A survey of students revealed that $30\ \%$ of them have a part-time job. If $5$ students are chosen at random what is the probability of the following events: That less than $2$ have part time work? More than $3$ are working part-time? None have a part-time job?
This is a question from a mock exam paper as I prepare for exams.
I guess I could start by imagining a number of $1000$ college students surveyed with 300 having part-time jobs.
so for part (i) -> $(30/100)(70/100)(70/100)(70/100)(70/100) = 7\ \%$
That ain't right. Can someone shed some light on this?
As the 5 students are chosen at random, the probability for each of them of having a part-time job is still $30\ $%. It furthermore has to assumed that there is independence among the students.
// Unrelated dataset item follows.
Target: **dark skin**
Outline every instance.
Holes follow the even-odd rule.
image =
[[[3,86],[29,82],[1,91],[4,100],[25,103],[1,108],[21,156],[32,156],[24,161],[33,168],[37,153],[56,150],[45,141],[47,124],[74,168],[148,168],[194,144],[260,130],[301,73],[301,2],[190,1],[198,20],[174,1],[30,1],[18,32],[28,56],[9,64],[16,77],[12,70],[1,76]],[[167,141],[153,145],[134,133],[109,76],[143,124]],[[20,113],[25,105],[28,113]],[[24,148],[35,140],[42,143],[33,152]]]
If you let $X$ be the random variable that equals the number of students among the 5 chosen that have a part-time job, then as Jean-Claude Arbaut points out in his comment, $X$ has the binomial distribution $\text{Bin}(5,0.3)$.
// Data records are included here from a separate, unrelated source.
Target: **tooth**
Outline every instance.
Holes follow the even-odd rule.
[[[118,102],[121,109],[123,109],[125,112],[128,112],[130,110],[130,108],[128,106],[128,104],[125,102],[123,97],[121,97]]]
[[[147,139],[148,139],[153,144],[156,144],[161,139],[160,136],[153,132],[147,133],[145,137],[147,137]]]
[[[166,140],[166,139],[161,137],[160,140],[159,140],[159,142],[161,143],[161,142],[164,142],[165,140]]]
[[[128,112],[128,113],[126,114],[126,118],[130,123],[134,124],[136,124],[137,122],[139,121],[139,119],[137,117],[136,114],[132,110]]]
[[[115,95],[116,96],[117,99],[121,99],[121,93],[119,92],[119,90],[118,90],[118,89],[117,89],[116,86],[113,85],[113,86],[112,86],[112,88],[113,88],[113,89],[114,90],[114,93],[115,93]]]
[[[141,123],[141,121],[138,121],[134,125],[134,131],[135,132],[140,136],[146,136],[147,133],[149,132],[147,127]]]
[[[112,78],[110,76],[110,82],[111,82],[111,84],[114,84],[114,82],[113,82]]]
I'll show you how to find the probability of less than $2$ having a part-time job. Less than $2$ means at most $1$, and we have $$P(X<2) = P(X\leq 1) = P(X=1) + P(X=0) = \binom{5}{1}(0.3)^1(0.7)^4 + \binom{5}{0}(0.3)^0(0.7)^5.$$ Since $\binom{n}{k} = \frac{n!}{k!(n-k)!}$, we have $\binom{5}{1} = 5$ and $\binom{5}{0} = 1$. Also, $x^0 = 1$ for any $x>0$, and thus $$P(X<2) = 5(0.3)^1(0.7)^4 + (0.7)^5.$$ This turns out to be approximately $52.8\ $%.
Edit: Allow me to make a comment about your approach: You suggest that the solution is $$(30/100)\cdot (70/100)\cdot (70/100)\cdot (70/100)\cdot (70/100).$$ This is the same as $$0.3\cdot 0.7\cdot 0.7\cdot 0.7\cdot 0.7,$$ or $$0.3\cdot (0.7)^4.$$ Notice how this is close to $P(X=1)$, which is $5\cdot (0.3)\cdot (0.7)^4$. The reason why your answer is off by a factor of $5$ is that you consider only the case where the first student is the one with a part-time job, and where the remaining $4$ students don't have part-time jobs. It could also have been the second student, who had a part-time job, while student $1$, $3$, $4$, and $5$ didn't. By changing which student has the part-time job, you get \begin{align*} &0.3\cdot 0.7\cdot 0.7\cdot 0.7\cdot 0.7\\ +\ &0.7\cdot 0.3\cdot 0.7\cdot 0.7\cdot 0.7\\ +\ &0.7\cdot 0.7\cdot 0.3\cdot 0.7\cdot 0.7\\ +\ &0.7\cdot 0.7\cdot 0.7\cdot 0.3\cdot 0.7\\ +\ &0.7\cdot 0.7\cdot 0.7\cdot 0.7\cdot 0.3.\\ \end{align*} Notice how all five terms are just products of the form $0.3\cdot (0.7)^4$. Since there are $5$ of them, this gives you a total of $5\cdot 0.3\cdot (0.7)^4$.
This shows you how you get from your idea to the correct expression for $P(X=1)$. But the question asks for the probability that there are less than $2$ students with a part-time job, so $0$ students with part-time jobs is also an option. This is why my approach above has an extra term compared to your suggestion.